Candadai Tirumalai said...

The full English breakfast (eggs, bacon, suasage, black pudding, fried bread) was all right in the days when people did a good deal of physical work or were otherwise active but not in these more sedentary times. Even so I know that a good number of places in Oxford continue to serve them.

Henry said...

John: re fried bread:
(1) I've never understood why Americans refer to it as "fry bread". This is not so much a description as an imperative (albeit a very good one). What gives?

(2) Fry or Fried, you can always get it to the right fork-resistancy by mushing into it your fried eggs, fried tomatoes, or, (best of all) your baked beans.

Incidentally a full English was sometimes referred to as "The Full Monty" in honour of Field-Marshal Montgomery, whose favourite pre-battle breakfast it was. I don't know whether this usage survived after the eponymous movie reinvented the meaning...

John Kelly said...

You're right, Richard. That is a tire. I mean, tyre. It must be an all-weather radial that helps the cathedral negotiate turns in the rain.
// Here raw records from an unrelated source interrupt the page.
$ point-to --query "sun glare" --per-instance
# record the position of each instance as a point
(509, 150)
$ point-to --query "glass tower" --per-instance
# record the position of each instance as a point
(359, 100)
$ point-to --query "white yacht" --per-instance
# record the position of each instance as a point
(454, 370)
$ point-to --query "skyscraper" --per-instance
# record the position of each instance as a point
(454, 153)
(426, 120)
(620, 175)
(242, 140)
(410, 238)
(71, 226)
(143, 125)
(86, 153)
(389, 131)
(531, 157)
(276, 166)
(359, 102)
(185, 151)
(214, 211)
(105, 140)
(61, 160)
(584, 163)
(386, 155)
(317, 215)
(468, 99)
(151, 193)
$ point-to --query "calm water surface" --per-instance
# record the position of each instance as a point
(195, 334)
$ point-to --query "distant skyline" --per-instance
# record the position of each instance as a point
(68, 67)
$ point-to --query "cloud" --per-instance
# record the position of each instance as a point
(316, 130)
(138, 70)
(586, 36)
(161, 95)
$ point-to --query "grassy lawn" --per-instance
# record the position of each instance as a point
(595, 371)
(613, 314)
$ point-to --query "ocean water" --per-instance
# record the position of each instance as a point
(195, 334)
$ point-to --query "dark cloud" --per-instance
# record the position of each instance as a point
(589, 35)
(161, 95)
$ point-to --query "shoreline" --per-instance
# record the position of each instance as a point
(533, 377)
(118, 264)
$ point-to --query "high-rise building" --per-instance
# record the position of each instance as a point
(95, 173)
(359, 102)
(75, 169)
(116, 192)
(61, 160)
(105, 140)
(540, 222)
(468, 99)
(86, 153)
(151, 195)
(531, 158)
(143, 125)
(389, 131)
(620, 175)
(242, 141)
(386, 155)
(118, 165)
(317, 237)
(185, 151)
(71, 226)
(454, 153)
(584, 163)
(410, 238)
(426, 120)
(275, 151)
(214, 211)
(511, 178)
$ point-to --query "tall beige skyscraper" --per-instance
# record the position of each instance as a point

Henry, I don't know why I said "fry bread." I meant "fried bread." I must have confused it with the NAtive American food known as "fry bread," which, like its English counterpart, is awful for you.

MEB said...

I've read that the Native American "fry bread" originated when the U.S. put the Native Americans on reservations and not letting them off to hunt and gather food the way they traditionally did. So the U.S. started sending them bags of flour and tubs of lard to make food with, which was slightly subtler than giving them blankets infected with smallpox and typhus.

mark, not from alexandria said...

Navajo fry bread is wonderful, albeit eventually deadly.

As for frying bread, I used to cut up pieces of bread and lightly fry them in the drippings from my bacon, to give to the crows. Of course, once the dog (and I) were done, there were precious few left for the crows.